Freddy Valda

Personal information
- Full name: Freddy Valda García
- Date of birth: 23 March 1932
- Place of birth: Sucre, Bolivia
- Date of death: 24 September 2003 (aged 71)
- Place of death: Santa Cruz, Bolivia
- Position: Forward

Senior career*
- Years: Team / Apps / (Gls)
- 1952: The Strongest
- 1958–1960: Chaco Petrolero
- 1961: Club Olympic La Paz
- 1961: → Always Ready (loan)
- 1962: Club Bolívar

International career
- 1959: Bolivia / 2+ / (0)

Managerial career
- 1965: Bolivia
- 1967: Club Bolívar
- 1969: The Strongest
- 1969: Bolivia
- 1970–1971: The Strongest
- 1972: Chaco Petrolero
- 1973: Bolivia
- 1975: Bolivia
- 1977–1978: The Strongest
- 1984: The Strongest
- 1995: Independiente Petrolero
- Club Destroyers
- Real Santa Cruz

= Freddy Valda =

Bolivian footballer (1932–2003)

Freddy Valda García (23 March 1932 – 24 September 2003) was a Bolivian footballer and manager who played as a forward.

==Playing career==
Valda played for The Strongest, Chaco Petrolero, Club Olympic La Paz, and Club Bolívar, primarily in leagues ran by the La Paz Football Association.
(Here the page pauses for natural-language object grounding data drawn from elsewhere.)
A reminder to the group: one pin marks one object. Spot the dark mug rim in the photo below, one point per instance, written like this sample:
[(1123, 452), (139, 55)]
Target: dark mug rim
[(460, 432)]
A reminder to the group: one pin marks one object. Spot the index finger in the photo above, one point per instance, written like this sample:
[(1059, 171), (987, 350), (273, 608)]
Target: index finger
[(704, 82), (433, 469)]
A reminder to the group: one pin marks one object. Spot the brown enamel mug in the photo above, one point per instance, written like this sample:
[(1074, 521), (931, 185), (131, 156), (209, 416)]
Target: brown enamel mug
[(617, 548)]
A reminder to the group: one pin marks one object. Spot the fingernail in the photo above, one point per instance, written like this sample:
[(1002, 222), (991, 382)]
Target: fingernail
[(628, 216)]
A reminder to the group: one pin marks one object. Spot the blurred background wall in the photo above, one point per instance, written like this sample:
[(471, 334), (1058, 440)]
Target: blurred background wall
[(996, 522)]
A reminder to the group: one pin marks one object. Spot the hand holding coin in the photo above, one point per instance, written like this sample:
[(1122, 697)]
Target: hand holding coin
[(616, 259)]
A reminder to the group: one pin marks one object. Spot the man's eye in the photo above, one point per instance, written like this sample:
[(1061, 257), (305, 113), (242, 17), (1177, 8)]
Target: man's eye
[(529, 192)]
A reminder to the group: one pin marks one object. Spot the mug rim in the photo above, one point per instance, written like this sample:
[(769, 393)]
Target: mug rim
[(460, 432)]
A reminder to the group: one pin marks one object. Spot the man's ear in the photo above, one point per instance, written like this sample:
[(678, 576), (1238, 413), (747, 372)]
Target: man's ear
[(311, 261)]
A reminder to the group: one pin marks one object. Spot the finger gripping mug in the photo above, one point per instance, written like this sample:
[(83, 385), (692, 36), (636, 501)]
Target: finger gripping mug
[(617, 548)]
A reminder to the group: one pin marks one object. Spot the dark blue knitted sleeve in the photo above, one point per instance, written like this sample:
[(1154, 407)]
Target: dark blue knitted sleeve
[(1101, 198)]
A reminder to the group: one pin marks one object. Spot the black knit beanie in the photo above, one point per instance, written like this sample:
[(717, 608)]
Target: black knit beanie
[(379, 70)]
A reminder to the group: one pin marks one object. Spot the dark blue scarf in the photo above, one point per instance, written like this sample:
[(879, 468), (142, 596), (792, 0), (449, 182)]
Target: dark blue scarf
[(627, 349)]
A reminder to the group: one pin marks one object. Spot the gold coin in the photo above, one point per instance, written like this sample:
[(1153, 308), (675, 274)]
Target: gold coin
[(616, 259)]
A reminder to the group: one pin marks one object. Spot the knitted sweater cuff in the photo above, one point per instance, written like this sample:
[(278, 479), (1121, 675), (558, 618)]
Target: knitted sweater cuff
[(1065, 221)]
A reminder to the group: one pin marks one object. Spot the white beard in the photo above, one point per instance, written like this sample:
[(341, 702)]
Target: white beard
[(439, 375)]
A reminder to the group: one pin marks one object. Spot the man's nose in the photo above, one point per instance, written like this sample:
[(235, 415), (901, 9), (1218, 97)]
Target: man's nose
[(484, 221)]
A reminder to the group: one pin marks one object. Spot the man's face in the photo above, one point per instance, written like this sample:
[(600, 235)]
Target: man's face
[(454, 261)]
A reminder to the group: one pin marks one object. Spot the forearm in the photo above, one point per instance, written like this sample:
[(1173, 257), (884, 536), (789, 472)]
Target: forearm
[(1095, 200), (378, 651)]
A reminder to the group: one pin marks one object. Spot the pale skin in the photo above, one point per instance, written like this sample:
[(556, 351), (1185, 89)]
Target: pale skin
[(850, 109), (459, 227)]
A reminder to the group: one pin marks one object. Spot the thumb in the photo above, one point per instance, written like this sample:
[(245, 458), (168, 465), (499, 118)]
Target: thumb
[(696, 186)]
While at Chaco Petrolero, he formed an attack partnership with Abdúl Aramayo, Hilarión López, and Fortunato Castillo. Notably, he was the top goalscorer of the La Paz Football Association's leagues four times in a row between 1959 and 1962. In 1961, he was loaned to Always Ready for their tour of Europe. He retired from football following the 1962 season.

He made two appearances for the Bolivia national team at the 1959 South American Championship in Argentina.

==Managerial career==
Valda managed the Bolivia national team four separate times between 1965 and 1975, notably coaching them during 1970 FIFA World Cup qualification, where they failed to qualify after finishing only a point behind Peru and the 1975 Copa América.

He also managed Club Bolívar, The Strongest, Oriente Petrolero, Chaco Petrolero, Club Destroyers, and Real Santa Cruz.

==Personal life and death==
After retiring from coaching, Valda became the director of a football coaching school. He died in Santa Cruz on 24 September 2003, at the age of 71.